At 31 March the register consisted of 3,896,755 companies, which generated an income of £67.28m, of which £42.1m came from confirmation fees and £8.1m from new registrations. In contrast, the commission does not wish to charge for specific services but rather introduce flat fees.
The fees that would be proposed are yet to be decided. Early indicators suggest that small charities, those with a turnover of less than £100,000 will be exempt, with a sliding scale of fees applying to the remaining charities.
The range of these fees vary from the January 2017 estimate of between £60 to £3,000 to the latest estimates of £75 to £1,750. The difference in the proposed fees charged to charities by the commission to those charged by Companies House is eye watering.
It is unclear at this point what size of funding the commission is seeking to meet with these fees. At 31 December 2016 the register contained 167,109 charities, 122,695 had annual turnover of, or less than £100,000. Therefore, whatever shortfall is required must be raised from the remaining 44,414 charities.
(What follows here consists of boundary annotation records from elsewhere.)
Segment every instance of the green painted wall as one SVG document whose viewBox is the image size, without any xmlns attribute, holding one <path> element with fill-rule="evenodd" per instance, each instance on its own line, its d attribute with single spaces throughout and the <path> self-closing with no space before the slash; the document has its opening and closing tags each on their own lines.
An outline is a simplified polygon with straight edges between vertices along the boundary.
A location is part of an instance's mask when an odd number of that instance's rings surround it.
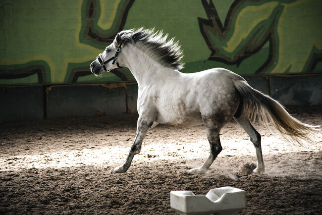
<svg viewBox="0 0 322 215">
<path fill-rule="evenodd" d="M 322 73 L 321 0 L 0 0 L 0 84 L 133 81 L 97 78 L 90 62 L 123 29 L 163 29 L 184 50 L 182 71 Z"/>
</svg>

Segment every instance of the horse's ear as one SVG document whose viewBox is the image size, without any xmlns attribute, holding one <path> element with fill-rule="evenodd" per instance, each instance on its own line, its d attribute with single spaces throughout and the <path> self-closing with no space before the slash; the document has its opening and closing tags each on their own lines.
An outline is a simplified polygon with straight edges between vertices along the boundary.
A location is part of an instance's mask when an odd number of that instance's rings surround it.
<svg viewBox="0 0 322 215">
<path fill-rule="evenodd" d="M 117 43 L 117 44 L 119 46 L 119 45 L 122 43 L 122 39 L 121 38 L 121 36 L 119 34 L 117 34 L 116 35 L 116 43 Z"/>
</svg>

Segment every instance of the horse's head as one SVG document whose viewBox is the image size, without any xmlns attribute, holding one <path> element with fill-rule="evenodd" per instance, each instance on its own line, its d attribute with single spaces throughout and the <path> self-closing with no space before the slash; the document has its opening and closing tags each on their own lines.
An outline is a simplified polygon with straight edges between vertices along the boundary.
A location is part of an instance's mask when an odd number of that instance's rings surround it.
<svg viewBox="0 0 322 215">
<path fill-rule="evenodd" d="M 123 45 L 121 36 L 117 34 L 113 42 L 107 46 L 103 53 L 99 54 L 96 59 L 91 63 L 92 73 L 99 75 L 103 71 L 109 72 L 121 68 L 117 59 Z"/>
</svg>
If the target is, for example, £10m, then this would be an average of £225 per charity.
If the commission adopts a flat fee approach it will be asking all charities to subsidise its compliance and investigation work including those who are already compliant and well governed.
Unfortunately for the sector, the Fundraising Regulator seems to have set a precedent by charging fees to charities engaged in fundraising, regardless of whether those charities have been in breach of regulation. It would be a lost opportunity not to consider alternative funding models in any future consultation.
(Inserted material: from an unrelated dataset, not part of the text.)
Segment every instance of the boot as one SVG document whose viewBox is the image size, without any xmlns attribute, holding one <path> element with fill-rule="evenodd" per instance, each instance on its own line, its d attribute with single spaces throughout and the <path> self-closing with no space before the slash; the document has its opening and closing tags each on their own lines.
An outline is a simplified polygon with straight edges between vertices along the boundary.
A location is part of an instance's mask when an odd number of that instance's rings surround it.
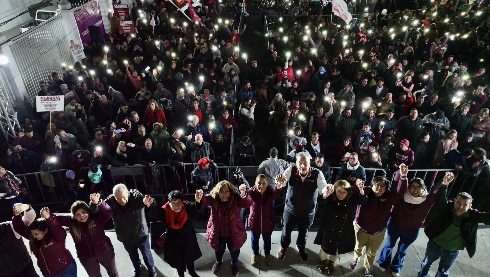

For example, would a low fee regardless of size be fairer just for registration? A service fee would avoid the costs of assessing qualifying charities. Would it be reasonable to expect compliant charities to pay for all the costs of compliance and investigation teams? Would a system of fines be more reasonable for charities found to be in breach? Should all documents and guidance continue to be free to all? Could free guidance be limited to charities as part of the registration fee and chargeable to the remainder of the public?
The consultation is yet to open but I hope any fee charging system has taken into account alternative sources of income generation and it is clear what any such fee is a payment for.